14) Objective: Report clinical quality measure to CMS or states
Measure: For 2011, provide aggregate numerator and denominator through attestation; for 2012, electronically submit measures
Menu Set ***
1) Objective: Implement drug formulary checks
Measure: Drug formulary check system is implemented and has access to at least one internal or external drug formulary for the entire reporting period
2) Objective: Incorporate clinical laboratory test results into EHRs as structured data
Measure: More than 40 percent of clinical laboratory test results whose results are in positive/negative or numerical format are incorporated into EHRs as structured data
3) Objective: Generate lists of patients by specific conditions to use for quality improvement, reduction of disparities, research or outreach
Measure: Generate at least one listing of patients with specific condition
4) Objective: Use EHR technology to identify patient-specific education resources and provide to the patient as appropriate
Measure: More than 10 percent of patients are provided patient-specific education resources
5) Objective: Perform medical reconciliation between care settings
Measure: Medication reconciliation is performed for more than 50 percent of transitions of care
6) Objective: Provide summary of care record for patients referred or transitioned to another provider or setting
Measure: Summary of care record is provided for more than 50 percent of patient transitions or referrals
7) Objective: Submit electronic immunization data to immunization registries or immunization information systems
Measure: Perform at least one test of data submission and follow-up submission (where registries can accept electronic submission
8) Objective: Submit electronic syndromic surveillance data to public health agencies
Measure: Perform at least one test of data submission and follow-up submission (where public health agencies can accept electronic submission)

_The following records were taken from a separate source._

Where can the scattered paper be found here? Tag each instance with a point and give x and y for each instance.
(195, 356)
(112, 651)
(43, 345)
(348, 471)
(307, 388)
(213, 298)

Additional choices for hospitals and critical access hospitals
9) Objective: Record advance directives for patients 65 years of age or older
Measure: More than 50 percent of patients 65 years of age or older gave an indication of an advance directive status record
10) Objective: Submit of electronic data on reportable laboratory results to public health agencies
Measure: Perform at least one test of data submission and follow-up submission (where public health agencies can accept electronic data)
Additional choices for eligible professionals
11) Objective: Send reminders to patients (per patient preference) for preventative and follow-up care.
Measure: More than 20 percent of patients 65 years of age or older or five years if age or younger are sent appropriate reminders
12) Objective: Provide patients with timely electronic access to their health information (including laboratory results, problem list, medication lists, medication allergies)
Measure: More than 10 percent of patients are provided electronic access to information within four days of it being updated in the EHR.
*This overview is meant to provide a reference tool indicating the key elements of meaningful use of health information technology. It does not provide sufficient information for providers to document and demonstrate meaningful use in order to obtain financial incentives from the Centers for Medicare and Medicaid Services. The regulations and filing requirements that must be fulfilled to qualify for the Health IT financial incentive program are detailed at www.cms.gov
** These objectives are to be achieved by all eligible professionals, hospitals, and critical access hospitals in order to qualify for incentive payments.
*** Eligible professionals, hospitals, and critical access hospitals may select any five choices from the menu set.
So the bulk of the HITECH incentives payments may be out the door before the value of fully certified EHRs to patients or EPs is realized.
**** Then we’ll have to have another incentive program for the lobbyists to gut to “realize the EHR dream.” Only in America, Land of Opportunity: Just like the Jets and the Sharks.